It’s not quite accurate to refer to Ms. Roberts as a “street walker.” She’s a professional actress, and I don’t find any references to her ever having accepted money for sex. If she actually were dressed like a streetwalker, it would be more understandable that strangers continually tried to talk to her.
I think the word the OP was looking for was “pedestrian.”
Was he grabbing your belt buckle, pulling you close to him, and whispering in your ear that he liked your belt? If so, yeah, you may have been harassed.
Well, what do the Freepers say first, you scuz? Not to be all durpy or anything, but there are a few times when I wish assholes like you could be sued for defamation (or whatever it is that I’m actually aiming for). Calling her something she is not is low for even disgusting bile like you, so I hope with upping your game, you get busted in some way over your stroke material. Pig.
Harrasment is rarely about an isolated event. Asking a coworker on a date is not harrassment. Asking them on a date twice a day for a year, even if politely, is harrassment. One man, making a comment on a woman’s appearance, is not harrassment. Fifty men in one day? That would be harrassment.
Street walker is technically accurate but highly deceptive, since the idiomatic use of the term refers to a prostitute.
But I don’t agree that “What counts is how the person walking down the street feels about it.” What counts is whether society is prepared to recognize the conduct as harassment.

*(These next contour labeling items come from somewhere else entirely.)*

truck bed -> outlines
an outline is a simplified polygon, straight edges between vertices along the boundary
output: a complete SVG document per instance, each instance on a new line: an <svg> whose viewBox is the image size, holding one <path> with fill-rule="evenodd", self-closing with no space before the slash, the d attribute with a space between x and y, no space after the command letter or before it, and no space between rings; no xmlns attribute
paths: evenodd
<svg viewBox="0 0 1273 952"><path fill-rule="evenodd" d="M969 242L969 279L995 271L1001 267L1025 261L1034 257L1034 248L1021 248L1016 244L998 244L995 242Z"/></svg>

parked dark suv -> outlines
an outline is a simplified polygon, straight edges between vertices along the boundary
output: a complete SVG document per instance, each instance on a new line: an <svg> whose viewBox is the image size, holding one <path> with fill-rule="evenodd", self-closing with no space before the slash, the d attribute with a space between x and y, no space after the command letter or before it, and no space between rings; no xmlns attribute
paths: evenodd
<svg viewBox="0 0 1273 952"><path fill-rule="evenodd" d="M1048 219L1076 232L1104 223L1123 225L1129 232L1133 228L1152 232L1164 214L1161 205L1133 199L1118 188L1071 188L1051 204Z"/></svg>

That doesn’t follow. One man, repeatedly asking out a woman, certainly can be said to be harassing her – he’s on notice from her first refusal, after all.

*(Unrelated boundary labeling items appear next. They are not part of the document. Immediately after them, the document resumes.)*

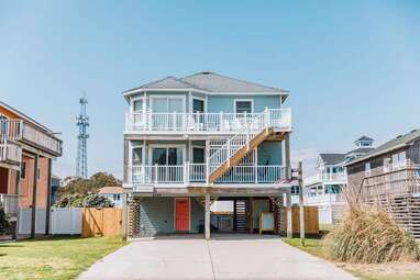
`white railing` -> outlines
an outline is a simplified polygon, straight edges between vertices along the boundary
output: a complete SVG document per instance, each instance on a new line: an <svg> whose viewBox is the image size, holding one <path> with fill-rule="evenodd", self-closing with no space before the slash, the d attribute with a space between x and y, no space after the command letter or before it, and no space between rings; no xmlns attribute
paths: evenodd
<svg viewBox="0 0 420 280"><path fill-rule="evenodd" d="M319 203L344 202L343 193L307 193L303 201L308 205L317 205Z"/></svg>
<svg viewBox="0 0 420 280"><path fill-rule="evenodd" d="M21 120L0 120L0 139L1 141L19 141L22 138Z"/></svg>
<svg viewBox="0 0 420 280"><path fill-rule="evenodd" d="M22 120L0 120L0 141L24 141L62 155L63 143Z"/></svg>
<svg viewBox="0 0 420 280"><path fill-rule="evenodd" d="M129 166L126 183L205 183L207 179L206 164L183 166ZM289 168L283 166L234 166L214 183L280 183L288 178Z"/></svg>
<svg viewBox="0 0 420 280"><path fill-rule="evenodd" d="M261 113L151 113L129 112L125 115L126 132L237 132ZM291 111L268 109L266 122L269 126L291 130ZM262 125L263 123L259 123ZM258 124L255 124L258 125ZM262 127L252 127L258 130Z"/></svg>
<svg viewBox="0 0 420 280"><path fill-rule="evenodd" d="M40 147L46 148L58 155L62 155L63 143L52 135L42 132L30 124L23 123L22 138Z"/></svg>
<svg viewBox="0 0 420 280"><path fill-rule="evenodd" d="M19 213L19 195L0 193L0 204L4 209L4 213L10 216L18 216Z"/></svg>
<svg viewBox="0 0 420 280"><path fill-rule="evenodd" d="M13 142L0 141L0 161L20 164L22 160L22 148Z"/></svg>
<svg viewBox="0 0 420 280"><path fill-rule="evenodd" d="M247 123L234 136L226 139L226 143L212 154L208 159L208 173L212 173L215 169L226 163L235 153L250 145L250 142L264 128L268 127L269 113L266 110ZM211 149L211 147L210 147Z"/></svg>

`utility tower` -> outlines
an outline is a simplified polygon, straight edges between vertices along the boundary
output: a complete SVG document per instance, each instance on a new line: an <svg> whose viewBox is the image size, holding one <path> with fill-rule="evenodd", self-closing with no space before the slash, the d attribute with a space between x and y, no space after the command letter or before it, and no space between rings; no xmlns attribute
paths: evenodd
<svg viewBox="0 0 420 280"><path fill-rule="evenodd" d="M77 135L77 163L76 176L82 179L88 178L88 138L87 128L89 126L89 116L86 114L86 104L88 100L84 97L79 100L80 114L76 117L79 134Z"/></svg>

But in this situation, the various players are not acting in concert with one another. It’s absurd to contend that a man who smiles pleasantly at a pedestrian and says, “Good morning,” is harassing her because others will (or have) also spoken to her.
When I’m walking down the street and I see someone I say hello, excuse me, whatever, something to acknowledge the person’s existence, if any sort of contact is made, be it physical (accidentally bumping into them or the like) or eye contact. I certainly don’t condone the catcalls, and I do understand how intimidating and undesirable that can be, and the guys that followed her were simply beyond the pale, but a simple greeting with nothing else? Calling that an attempt at intimidation is unwarranted. Unless I missed something I counted at least two of those.
Bullshit. What counts is cultural norms. When someone is offended at the actions of another, the rest of us are the judges of who is right and who is wrong, not either of the two.
Just when I think I can muster a bit of sympathy, someone has to spew this crap and blow the whole thing to hell. Yeah, you heard it right, folks; “Have a nice day” is a power play. SMH.
I do wonder, though, what the tally would be if they used a flat-chested, chubby 40 year old instead of a busty, young actress.
Perhaps a walk down the street is like walking on a beach: the surf may crash into you, but you know you won’t really be harmed. Or maybe America is different? A real possibility of assault, or the American component of racial friction. Or maybe old women squelch their bad memories.
The OP calls the woman “rude” and a “troll” because she has the temerity to not do what the men around her want her to do. She has the temerity to walk where she chooses, speak or not speak to whom she chooses, and look where she chooses. She has the temerity to not pay attention to men who want her attention.
It sucks that women get approached like that all the time. But this woman overstated her case and, in doing so, hurt her case. To be honest I expected even more rudeness. But that guy who just walks alongside her for 5 minutes needs to be punched in the face by Brock Lesner.